Warning: privacy law could jeopardise the iconic news pictures of the future

The iconic news pictures which make up our historic record could be under threat from increasing privacy laws.

This was the stark warning issued by media lawyer Rupert Grey in Press Gazette this week.

His views have been backed up by veteran Fleet Street photographer Paul Stewart who fears that many of his best photos would be under threat by encroaching privacy legislation if taken today.

Stewart said: ‘What you can and can’t use is becoming a great worry. Can you or can’t you use pictures, even when you have shot people in a public place? You have to use a lot more thought before you can use pictures.”

Stewart cited one example of a photo he took on the roof of a London hospital in 1991 of an air ambulance doctor performing open heart surgery as a picture which might run into legal problems today (see right).

He said: ‘I had permission to be there from the hospital, but I didn’t have the victim’s permission to publish the photo – could that have been published today?
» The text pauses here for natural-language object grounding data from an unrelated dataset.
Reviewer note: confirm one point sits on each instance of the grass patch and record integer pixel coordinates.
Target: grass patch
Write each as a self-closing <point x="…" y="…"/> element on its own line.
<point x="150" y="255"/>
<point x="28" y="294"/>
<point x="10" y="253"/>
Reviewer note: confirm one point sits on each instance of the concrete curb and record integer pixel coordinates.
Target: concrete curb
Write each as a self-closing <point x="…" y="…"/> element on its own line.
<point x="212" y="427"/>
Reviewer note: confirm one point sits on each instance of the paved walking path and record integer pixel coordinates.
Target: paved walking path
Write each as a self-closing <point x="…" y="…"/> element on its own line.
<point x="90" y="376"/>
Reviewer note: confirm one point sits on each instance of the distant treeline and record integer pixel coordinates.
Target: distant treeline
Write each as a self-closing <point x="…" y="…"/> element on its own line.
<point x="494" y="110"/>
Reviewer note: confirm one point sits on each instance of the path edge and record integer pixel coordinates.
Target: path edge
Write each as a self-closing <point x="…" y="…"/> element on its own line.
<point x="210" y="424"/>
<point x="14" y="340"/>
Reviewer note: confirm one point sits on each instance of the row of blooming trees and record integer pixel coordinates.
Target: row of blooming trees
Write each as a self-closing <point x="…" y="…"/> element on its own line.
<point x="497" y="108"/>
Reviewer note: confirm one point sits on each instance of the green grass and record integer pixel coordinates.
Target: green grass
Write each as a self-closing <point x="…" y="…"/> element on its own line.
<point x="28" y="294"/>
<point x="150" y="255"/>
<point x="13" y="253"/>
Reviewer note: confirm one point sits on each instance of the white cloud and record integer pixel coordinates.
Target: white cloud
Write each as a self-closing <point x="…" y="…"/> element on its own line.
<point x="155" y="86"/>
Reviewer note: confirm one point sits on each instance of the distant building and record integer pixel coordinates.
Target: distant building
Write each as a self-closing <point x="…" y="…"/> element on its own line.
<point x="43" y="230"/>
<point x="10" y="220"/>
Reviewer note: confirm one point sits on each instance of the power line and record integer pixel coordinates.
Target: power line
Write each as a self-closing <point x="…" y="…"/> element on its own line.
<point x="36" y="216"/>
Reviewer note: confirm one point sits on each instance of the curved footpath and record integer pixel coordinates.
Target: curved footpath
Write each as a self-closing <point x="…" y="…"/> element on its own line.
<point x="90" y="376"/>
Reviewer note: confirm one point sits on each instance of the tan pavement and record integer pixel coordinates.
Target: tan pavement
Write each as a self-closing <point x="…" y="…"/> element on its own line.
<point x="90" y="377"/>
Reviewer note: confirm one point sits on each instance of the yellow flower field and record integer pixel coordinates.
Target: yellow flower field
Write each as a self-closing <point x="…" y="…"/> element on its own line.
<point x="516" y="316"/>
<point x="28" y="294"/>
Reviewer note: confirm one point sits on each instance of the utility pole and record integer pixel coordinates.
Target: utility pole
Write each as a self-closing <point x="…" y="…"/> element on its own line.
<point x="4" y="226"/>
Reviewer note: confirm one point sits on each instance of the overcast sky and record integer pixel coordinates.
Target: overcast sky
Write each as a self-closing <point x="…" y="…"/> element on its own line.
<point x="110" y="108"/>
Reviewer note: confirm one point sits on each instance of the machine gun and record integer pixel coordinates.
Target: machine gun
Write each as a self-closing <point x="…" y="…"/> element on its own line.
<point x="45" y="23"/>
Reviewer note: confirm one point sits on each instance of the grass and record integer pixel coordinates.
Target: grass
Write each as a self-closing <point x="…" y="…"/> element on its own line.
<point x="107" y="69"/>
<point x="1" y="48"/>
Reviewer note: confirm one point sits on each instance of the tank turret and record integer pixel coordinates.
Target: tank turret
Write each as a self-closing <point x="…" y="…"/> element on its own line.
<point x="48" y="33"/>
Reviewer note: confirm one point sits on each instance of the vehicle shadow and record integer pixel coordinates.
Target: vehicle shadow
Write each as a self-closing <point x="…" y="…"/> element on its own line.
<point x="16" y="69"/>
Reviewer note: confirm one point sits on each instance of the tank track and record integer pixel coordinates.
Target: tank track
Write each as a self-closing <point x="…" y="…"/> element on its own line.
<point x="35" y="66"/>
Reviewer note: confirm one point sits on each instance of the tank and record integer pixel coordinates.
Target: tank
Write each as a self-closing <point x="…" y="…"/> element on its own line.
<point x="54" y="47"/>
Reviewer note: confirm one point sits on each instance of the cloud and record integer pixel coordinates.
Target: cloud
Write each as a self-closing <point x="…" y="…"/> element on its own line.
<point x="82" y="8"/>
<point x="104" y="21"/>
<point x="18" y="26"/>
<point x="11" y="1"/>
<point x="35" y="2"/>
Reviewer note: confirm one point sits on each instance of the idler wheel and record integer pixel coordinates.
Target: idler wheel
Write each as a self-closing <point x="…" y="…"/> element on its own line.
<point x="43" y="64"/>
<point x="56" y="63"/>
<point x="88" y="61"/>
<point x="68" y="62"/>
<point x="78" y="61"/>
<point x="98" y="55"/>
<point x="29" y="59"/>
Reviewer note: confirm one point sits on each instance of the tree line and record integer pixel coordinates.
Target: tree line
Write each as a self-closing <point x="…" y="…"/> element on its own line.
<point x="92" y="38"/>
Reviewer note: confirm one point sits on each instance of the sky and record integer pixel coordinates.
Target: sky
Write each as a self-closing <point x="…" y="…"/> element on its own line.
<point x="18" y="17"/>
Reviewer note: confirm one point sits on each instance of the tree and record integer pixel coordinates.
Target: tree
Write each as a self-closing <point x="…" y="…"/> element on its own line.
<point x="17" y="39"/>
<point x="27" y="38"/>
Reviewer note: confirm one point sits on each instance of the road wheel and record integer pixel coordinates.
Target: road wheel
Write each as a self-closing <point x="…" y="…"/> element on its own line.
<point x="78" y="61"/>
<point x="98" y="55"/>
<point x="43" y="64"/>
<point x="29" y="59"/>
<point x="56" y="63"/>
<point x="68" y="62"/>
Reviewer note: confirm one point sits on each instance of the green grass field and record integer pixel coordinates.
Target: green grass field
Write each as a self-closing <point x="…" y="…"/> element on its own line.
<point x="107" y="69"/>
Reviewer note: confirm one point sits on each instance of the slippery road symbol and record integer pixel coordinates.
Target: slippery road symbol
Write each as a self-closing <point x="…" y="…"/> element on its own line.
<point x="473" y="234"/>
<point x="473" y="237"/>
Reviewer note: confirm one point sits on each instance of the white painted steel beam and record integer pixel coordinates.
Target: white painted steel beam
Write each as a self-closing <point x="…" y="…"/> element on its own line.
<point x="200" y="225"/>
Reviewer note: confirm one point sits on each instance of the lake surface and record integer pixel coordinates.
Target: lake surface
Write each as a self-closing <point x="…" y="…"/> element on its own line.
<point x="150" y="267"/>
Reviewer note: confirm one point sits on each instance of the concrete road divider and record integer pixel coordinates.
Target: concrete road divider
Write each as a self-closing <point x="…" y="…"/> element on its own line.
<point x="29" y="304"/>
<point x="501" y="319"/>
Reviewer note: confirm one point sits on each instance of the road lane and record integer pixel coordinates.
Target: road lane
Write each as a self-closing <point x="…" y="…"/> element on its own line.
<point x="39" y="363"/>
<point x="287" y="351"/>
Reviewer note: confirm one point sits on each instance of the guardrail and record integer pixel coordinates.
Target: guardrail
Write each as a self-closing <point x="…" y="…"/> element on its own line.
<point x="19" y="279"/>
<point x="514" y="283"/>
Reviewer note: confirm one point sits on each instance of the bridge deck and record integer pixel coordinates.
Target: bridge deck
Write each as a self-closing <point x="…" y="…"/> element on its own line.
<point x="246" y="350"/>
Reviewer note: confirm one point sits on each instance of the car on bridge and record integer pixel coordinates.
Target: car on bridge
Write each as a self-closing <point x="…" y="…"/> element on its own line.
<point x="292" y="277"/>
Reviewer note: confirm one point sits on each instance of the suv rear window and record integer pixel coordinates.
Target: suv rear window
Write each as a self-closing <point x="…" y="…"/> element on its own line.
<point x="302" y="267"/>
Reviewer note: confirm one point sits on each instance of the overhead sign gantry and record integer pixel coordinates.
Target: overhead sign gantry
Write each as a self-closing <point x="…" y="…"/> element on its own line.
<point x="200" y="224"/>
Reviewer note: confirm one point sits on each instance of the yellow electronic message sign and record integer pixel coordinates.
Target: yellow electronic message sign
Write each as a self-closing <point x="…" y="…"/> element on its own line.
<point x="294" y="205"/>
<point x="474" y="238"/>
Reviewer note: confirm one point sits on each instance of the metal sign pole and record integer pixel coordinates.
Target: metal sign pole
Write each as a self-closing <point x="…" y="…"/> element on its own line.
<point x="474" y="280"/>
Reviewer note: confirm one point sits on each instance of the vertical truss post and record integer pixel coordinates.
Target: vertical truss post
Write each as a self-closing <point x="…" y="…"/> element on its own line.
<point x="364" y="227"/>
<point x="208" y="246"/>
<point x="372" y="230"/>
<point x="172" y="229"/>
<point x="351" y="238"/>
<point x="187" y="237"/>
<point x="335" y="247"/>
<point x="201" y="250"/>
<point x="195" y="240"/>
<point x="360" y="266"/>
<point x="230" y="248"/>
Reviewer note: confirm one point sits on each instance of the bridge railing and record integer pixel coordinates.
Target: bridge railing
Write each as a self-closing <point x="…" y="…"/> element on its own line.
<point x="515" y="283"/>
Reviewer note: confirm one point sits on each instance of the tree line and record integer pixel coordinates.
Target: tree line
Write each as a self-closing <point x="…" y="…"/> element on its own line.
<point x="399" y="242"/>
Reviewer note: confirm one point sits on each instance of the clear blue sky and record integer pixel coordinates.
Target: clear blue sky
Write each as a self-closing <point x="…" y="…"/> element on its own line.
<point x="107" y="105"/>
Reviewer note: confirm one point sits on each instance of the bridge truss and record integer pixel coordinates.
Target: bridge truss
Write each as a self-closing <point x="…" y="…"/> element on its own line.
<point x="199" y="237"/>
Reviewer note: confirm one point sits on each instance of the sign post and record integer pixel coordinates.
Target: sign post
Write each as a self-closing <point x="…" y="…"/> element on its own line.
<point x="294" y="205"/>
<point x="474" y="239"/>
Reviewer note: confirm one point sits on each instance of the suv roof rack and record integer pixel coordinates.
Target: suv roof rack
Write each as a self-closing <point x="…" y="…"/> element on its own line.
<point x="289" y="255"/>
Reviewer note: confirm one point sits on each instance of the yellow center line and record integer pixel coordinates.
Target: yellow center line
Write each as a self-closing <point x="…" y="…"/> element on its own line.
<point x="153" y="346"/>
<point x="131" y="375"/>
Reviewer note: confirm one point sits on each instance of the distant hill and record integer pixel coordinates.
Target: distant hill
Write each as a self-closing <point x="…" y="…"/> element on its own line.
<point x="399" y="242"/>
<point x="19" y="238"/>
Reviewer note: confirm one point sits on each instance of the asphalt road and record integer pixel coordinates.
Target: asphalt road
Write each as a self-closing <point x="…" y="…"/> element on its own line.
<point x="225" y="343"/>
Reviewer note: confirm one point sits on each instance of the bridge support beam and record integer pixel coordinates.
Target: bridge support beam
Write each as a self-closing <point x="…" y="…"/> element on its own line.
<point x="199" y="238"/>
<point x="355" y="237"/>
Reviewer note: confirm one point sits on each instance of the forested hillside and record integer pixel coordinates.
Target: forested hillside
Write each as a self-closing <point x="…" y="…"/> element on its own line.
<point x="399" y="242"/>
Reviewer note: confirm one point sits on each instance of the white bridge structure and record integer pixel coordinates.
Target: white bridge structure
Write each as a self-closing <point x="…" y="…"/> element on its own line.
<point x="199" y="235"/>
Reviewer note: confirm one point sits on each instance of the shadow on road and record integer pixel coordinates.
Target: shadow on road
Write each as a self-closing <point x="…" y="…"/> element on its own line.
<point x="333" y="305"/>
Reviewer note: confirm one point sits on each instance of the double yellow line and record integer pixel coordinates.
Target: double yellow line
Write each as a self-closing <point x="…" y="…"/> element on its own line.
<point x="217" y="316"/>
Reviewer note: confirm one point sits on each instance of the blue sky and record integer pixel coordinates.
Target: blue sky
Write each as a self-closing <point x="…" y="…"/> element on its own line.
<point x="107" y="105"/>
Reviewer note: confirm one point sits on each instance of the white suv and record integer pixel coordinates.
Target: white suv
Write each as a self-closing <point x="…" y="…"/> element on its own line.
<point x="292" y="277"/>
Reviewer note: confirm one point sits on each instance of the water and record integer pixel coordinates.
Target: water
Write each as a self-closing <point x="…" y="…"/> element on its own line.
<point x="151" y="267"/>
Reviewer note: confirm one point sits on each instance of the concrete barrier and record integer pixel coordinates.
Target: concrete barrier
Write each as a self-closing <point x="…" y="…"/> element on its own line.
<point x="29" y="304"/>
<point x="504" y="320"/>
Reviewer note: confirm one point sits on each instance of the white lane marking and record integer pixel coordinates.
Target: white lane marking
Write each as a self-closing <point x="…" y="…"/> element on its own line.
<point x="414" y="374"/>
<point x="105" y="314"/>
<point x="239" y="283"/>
I don’t know.”

Stewart said it was a ‘moot point’whether a picture he took in the mid-Nineties of the first armed policewoman would be allowed today.

‘A couple of months ago, I was taking pictures of a police raid and one of the police told me I wasn’t allowed to take photographs of them because of their right to privacy,’he said.

‘Heritage wardens have said: ‘You’re not allowed to take commercial photographs in Trafalgar Square without permission’. It’s not supposed to include press photography – but I think it could be only a matter of time before I am there photographing demonstrators and I get stopped by one of them.”

Stewart cited another occasion when he was taking photographs of the Department for Constitutional Affairs from the street outside when he was told by two Police Community Support Officers that he wasn’t allowed to take pictures of public buildings.

He said: ‘The problem with privacy is there are no clear guidelines there – the issue has become very cloudy.”

Meanwhile, Andrew Caldecott QC has warned that Section 8 of the Human Rights Act (privacy) is winning in British courts against Section 10 (freedom of expression).